Eu já segui diversas listas de glowup. Já tentei acordar cinco horas da manhã, já tentei fazer academia – não durou uma semana – já tentei beber três litros de água, dormir olhando para as estrelas, comer só batata doce no café da tarde... Eu já tentei fazer listas de tarefas, já tentei outros hobbies como tricô ou fazer pão caseiro. Tenho uma péssima coordenação motora e sou uma cozinheira excepcional em estragar qualquer receita.

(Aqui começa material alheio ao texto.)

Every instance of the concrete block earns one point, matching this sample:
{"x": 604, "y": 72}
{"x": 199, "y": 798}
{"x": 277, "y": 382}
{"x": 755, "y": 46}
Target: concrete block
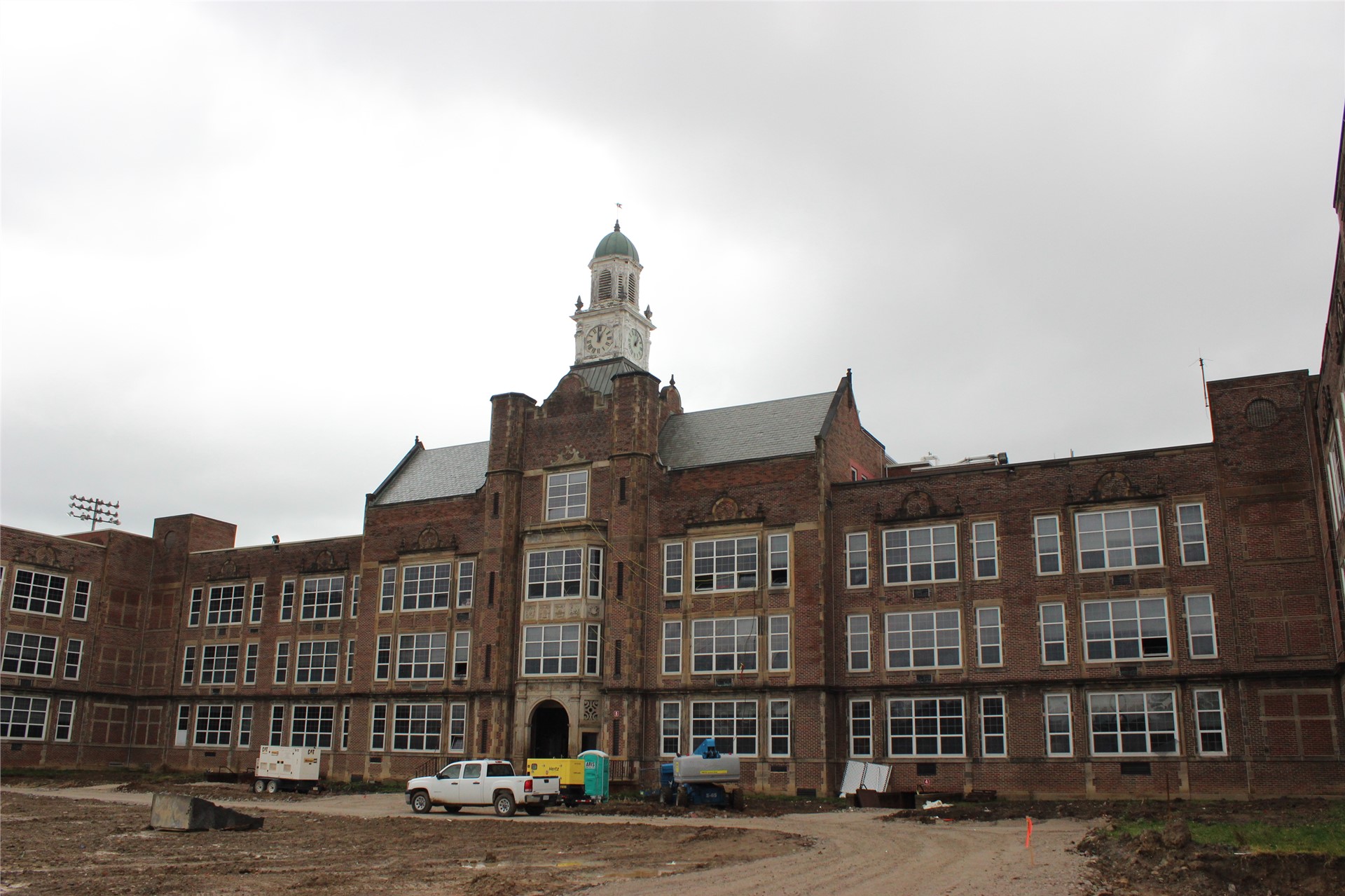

Diante de tanto fracasso em coisas simples como essas, eu tenho estou cansada. É como se para mim não tivesse mais jeito. Não tenho uma solução.
E se eu não conseguir sair desse buraco nunca? Aqui está frio e escuro e eu não aguento mais continuar olhando para cima e esperar que alguém estenda a sua mão. A ajuda simplesmente não chega.
E se eu nunca parar de estar cansada? E se eu simplesmente sou a única pessoa que se sente assim? Só eu que não consigo ser como as outras blogueiras?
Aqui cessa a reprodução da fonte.